Obowiązki pracodawcy związane z wypowiedzeniem w przypadku likwidacji zakładu pracy
W przypadku likwidacji zakładu pracy, niezbędne jest dochowanie kilku obowiązków.
Po pierwsze, tak jak przy każdym przypadku rozwiązania umowy o pracę, obowiązkiem pracodawcy jest wydanie świadectwa pracy. Pracownik musi zostać także wyrejestrowany z ZUS – pracodawca nie będzie już bowiem opłacać składek na ubezpieczenia społeczne. Ponadto, pracodawca powinien rozliczyć się z urlopów: udzielić odpowiedniej ilości dni urlopowych lub wypłacić pracownikowi ekwiwalent.
Warto też pamiętać, że likwidacja przedsiębiorcy nie oznacza, że ustają wszystkie obowiązki z tym związane: przede wszystkim pracodawca jest zobowiązany do przechowywania dokumentacji prawniczej przez okres 10 lat, licząc od końca roku kalendarzowego, w którym dokonano wypowiedzenia albo rozwiązania umowy. W związku z tym, że pracodawca jest likwidowany, musi on wskazać podmiot, który będzie przechowywać tę dokumentację i pokryć koszty przechowywania dokumentów. Jeśli brakuje mu na to środków (co potwierdzi sąd rejestrowy), dokumenty można oddać do archiwum państwowego.
Kolejny obowiązek dotyczy jedynie likwidowanych podmiotów, które zatrudniają więcej niż 20 pracowników.
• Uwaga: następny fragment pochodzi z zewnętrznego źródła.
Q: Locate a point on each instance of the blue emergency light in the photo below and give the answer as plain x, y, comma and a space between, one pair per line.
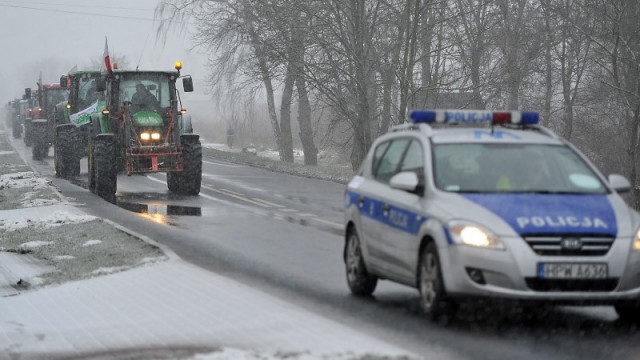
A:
474, 117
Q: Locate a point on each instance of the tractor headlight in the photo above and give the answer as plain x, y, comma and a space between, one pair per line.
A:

W takim wypadku zastosowanie znajdzie ustawa z dnia 13 marca 2003 r. o szczególnych zasadach rozwiązywania z pracownikami stosunków pracy z przyczyn niedotyczących pracowników. Pracodawca w przypadku zwolnień grupowych obowiązany jest wypłacić im odprawę, której wysokość zależy od długości stażu pracy danego pracownika.
Ponadto, likwidacja działalności gospodarczej nie zwalnia z obowiązków wynikających z przepisów prawa podatkowego: do dnia zakończenia działalności pracownicy powinni uzyskać informację PIT-11. Informacja ta powinna zostać przekazana także do urzędu skarbowego. W tym terminie urząd powinien uzyskać także od pracodawcy informację PIT-4R.
Fundusz Gwarantowanych Świadczeń Pracowniczych
Gdyby pracodawca ze względu na sytuację majątkową, nie był w stanie wypłacić wynagrodzeń, pracownicy mogą uzyskać odprawę z Funduszu Gwarantowanych Świadczeń Pracowniczych. Fundusz nie zaspokaja jednak wszystkich roszczeń pracowników: FGŚP nie wypłaci pracownikom np. premii czy nagród. Świadczenie z Funduszu obejmie jednak m.in. wynagrodzenie zasadnicze, ekwiwalent za niewykorzystany urlop, odszkodowanie za skrócenie okresu wypowiedzenia oraz odprawy w przypadku zwolnień grupowych. Do FGŚP może zgłosić się sam pracodawca, jak i pracownicy.
Likwidacja zakładu pracy – słowem podsumowania
Jak widać, przepisy związane z likwidacją zakładu pracy przewidują pewne ułatwienia związane z rozwiązaniem stosunku pracy. Jest to zrozumiałe, biorąc pod uwagę, że likwidacja pracodawcy oznacza, że przestaje on istnieć i nie będzie w stanie dłużej zatrudniać pracowników. Nie oznacza to jednak, że pracownikowi nie przysługuje żadna ochrona czy też żadne prawa: zatrudnionemu należą się świadczenia z FGŚP, czy odszkodowanie za skrócenie okresu wypowiedzenia.
Pytania i odpowiedzi
Pracodawca musi wyrejestrować pracownika z ZUS, przekazać świadectwo pracy, rozliczyć się z urlopów, a jeśli zatrudnia więcej niż 20 pracowników – wypłacić im odprawy. Ponadto, przez 10 lat należy przechowywać dokumentację pracowniczą.
Odprawa należy się pracownikowi tylko w przypadku zwolnień grupowych dokonywanych przez podmioty zatrudniające więcej niż 20 pracowników. Jej wysokość zależy od długości stażu pracy pracownika.
Likwidacja pracodawcy powoduje, że przepisy dotyczące ochrony osób w wieku przedemerytalnym, kobiet w ciąży, osób na urlopach macierzyńskich, ojcowskich, rodzicielskich czy adopcyjnych. Nie trzeba także konsultować się ze związkami zawodowymi w związku z zasadnością wypowiedzenia. W przypadku osób zatrudnionych na czas nieokreślony, okres wypowiedzenia może zostać skrócony z trzech do jednego miesiąca – jednak pracodawca musi wypłacić odprawę za pozostałe dwa miesiące.